The Relative Dose Response Test Based on Retinol-Binding Protein 4 Is Not Suitable to Assess Vitamin A Status in Very Low Birth Weight Infants

Background: The relative dose response (RDR) test, which quantifies the increase in serum retinol after vitamin A administration, is a qualitative measure of liver vitamin A stores. Particularly in preterm infants, the feasibility of the RDR test involving blood is critically dependent on small sample volumes. Objectives: This study aimed to assess whether the RDR calculated with retinol-binding protein 4 (RBP4) might be a substitute for the classical retinol-based RDR test for assessing vitamin A status in very preterm infants. Methods: This study included preterm infants with a birth weight below 1,500 g (n = 63, median birth weight 985 g, median gestational age 27.4 weeks) who were treated with 5,000 IU retinyl palmitate intramuscularly 3 times a week for 4 weeks. On day 3 (first vitamin A injection) and day 28 of life (last vitamin A injection), the RDR was calculated and compared using serum retinol and RBP4 concentrations. Results: The concentrations of retinol (p < 0.001) and RBP4 (p < 0.01) increased significantly from day 3 to day 28. On day 3, the median (IQR) retinol-RDR was 27% (8.4-42.5) and the median RBP4-RDR was 8.4% (-3.4 to 27.9), compared to 7.5% (-10.6 to 20.8) and -0.61% (-19.7 to 15.3) on day 28. The results for retinol-RDR and RBP4-RDR revealed no significant correlation. The agreement between retinol-RDR and RBP4-RDR was poor (day 3: Cohens κ = 0.12; day 28: Cohens κ = 0.18). Conclusion: The RDR test based on circulating RBP4 is unlikely to reflect the hepatic vitamin A status in preterm infants.

Characterization of the vitamin A transport in preterm infants after repeated high-dose vitamin A injections.

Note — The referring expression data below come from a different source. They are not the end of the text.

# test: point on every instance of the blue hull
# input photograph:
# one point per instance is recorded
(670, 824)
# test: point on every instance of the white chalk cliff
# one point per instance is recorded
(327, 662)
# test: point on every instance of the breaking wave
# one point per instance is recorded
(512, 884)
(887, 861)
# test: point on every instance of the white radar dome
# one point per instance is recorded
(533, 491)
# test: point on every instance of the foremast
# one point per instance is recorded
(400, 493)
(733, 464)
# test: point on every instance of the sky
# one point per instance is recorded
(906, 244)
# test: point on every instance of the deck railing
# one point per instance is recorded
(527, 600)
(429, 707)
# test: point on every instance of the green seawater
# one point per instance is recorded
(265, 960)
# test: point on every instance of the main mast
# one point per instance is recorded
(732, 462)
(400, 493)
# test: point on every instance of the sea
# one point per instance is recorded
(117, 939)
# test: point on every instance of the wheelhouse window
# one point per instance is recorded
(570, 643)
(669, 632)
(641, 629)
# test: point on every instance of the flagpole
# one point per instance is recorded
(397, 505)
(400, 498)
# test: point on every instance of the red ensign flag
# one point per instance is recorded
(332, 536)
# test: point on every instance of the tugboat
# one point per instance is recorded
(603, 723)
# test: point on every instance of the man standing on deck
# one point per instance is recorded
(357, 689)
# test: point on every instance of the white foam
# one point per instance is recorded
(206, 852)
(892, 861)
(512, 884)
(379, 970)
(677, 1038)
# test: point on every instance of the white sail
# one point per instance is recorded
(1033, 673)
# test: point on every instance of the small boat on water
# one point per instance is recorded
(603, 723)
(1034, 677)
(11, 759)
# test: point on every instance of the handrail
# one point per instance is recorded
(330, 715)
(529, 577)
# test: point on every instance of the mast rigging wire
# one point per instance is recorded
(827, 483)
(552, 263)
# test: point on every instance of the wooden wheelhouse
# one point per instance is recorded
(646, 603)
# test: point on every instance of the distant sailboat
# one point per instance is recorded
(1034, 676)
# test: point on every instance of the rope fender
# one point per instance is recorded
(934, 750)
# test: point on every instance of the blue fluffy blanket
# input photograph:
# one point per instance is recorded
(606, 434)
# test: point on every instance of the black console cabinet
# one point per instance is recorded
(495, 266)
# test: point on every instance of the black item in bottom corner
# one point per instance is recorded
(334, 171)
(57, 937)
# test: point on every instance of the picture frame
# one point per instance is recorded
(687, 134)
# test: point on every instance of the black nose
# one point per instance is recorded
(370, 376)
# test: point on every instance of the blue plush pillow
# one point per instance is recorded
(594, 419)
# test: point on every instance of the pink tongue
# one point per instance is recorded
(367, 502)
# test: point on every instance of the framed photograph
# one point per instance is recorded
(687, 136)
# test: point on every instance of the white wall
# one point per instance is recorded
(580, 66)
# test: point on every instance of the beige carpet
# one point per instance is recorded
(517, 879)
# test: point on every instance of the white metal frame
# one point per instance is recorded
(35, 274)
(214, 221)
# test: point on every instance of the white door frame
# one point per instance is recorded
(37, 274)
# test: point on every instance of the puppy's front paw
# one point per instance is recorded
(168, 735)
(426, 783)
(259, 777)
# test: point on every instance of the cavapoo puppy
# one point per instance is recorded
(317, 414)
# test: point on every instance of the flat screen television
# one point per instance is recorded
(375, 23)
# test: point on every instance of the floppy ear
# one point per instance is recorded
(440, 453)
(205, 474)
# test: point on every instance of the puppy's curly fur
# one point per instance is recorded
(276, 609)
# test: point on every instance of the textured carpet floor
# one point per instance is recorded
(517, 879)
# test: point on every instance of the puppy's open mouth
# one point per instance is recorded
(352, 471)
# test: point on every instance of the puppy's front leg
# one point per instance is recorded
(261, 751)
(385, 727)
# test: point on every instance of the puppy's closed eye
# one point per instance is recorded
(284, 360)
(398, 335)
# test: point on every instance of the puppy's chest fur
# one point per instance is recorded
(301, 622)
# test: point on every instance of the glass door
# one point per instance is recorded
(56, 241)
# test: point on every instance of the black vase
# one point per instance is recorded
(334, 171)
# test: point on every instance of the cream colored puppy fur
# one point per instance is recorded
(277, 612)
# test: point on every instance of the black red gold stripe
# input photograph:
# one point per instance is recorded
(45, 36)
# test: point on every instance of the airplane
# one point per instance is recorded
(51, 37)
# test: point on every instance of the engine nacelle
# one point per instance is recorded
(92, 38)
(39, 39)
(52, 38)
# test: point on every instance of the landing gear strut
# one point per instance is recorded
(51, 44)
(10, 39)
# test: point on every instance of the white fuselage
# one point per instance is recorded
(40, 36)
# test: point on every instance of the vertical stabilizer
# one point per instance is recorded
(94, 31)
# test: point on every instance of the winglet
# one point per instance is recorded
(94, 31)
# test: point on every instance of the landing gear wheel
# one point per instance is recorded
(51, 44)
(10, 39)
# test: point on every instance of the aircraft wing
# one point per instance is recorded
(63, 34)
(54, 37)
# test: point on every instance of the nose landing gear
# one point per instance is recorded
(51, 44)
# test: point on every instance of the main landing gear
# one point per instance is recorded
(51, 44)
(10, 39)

Background/Objectives:Preterm infants have low vitamin A stores at birth, and parenteral administration of high-dose vitamin A reduces pulmonary morbidity. The aim was to characterize vitamin A transport and status.Subjects/Methods:Prospective study of 69 preterm infants (median birth weight 995 g, gestational age 28 weeks), in which 51 received 5000 IU vitamin A three times per week intramuscular (i.m.) for 4 weeks and 18 infants without i.m. vitamin A served as controls. Serum retinol, retinyl palmitate, total retinol-binding protein 4 (RBP4), retinol-unbound RBP4 (apo-RBP4) and transthyretin concentrations were determined at days 3 (D3) and 28 (D28) of life.Results:D3 retinol concentrations were low for the entire group (382 (285/531) nmol/l; median/interquartile range) and unrelated to gestational age. D28 retinol was unchanged in controls (382 (280/471) nmol/l), but increased in the vitamin A group (596 (480/825) nmol/l; P<0.001). A similar pattern was observed for RBP4. The calculated retinol-to-RBP4 ratio rose in vitamin A infants (D3: 0.81 (0.57/0.94), D28: 0.98 (0.77/1.26); P<0.01) but not in controls. In the vitamin A group, the retinol-to-RBP4 ratio was >1 in 15% of all infants on D3 and in 45% of infants on D28, but was ⩽1 in all, but one, controls on D28.Conclusions:In preterm infants receiving a 4-week course of high-dose i.m. vitamin A, serum retinol concentrations increased by 55%, with molar concentrations of retinol exceeding those of RBP4 in 45% of the infants suggesting transport mechanisms other than RBP4.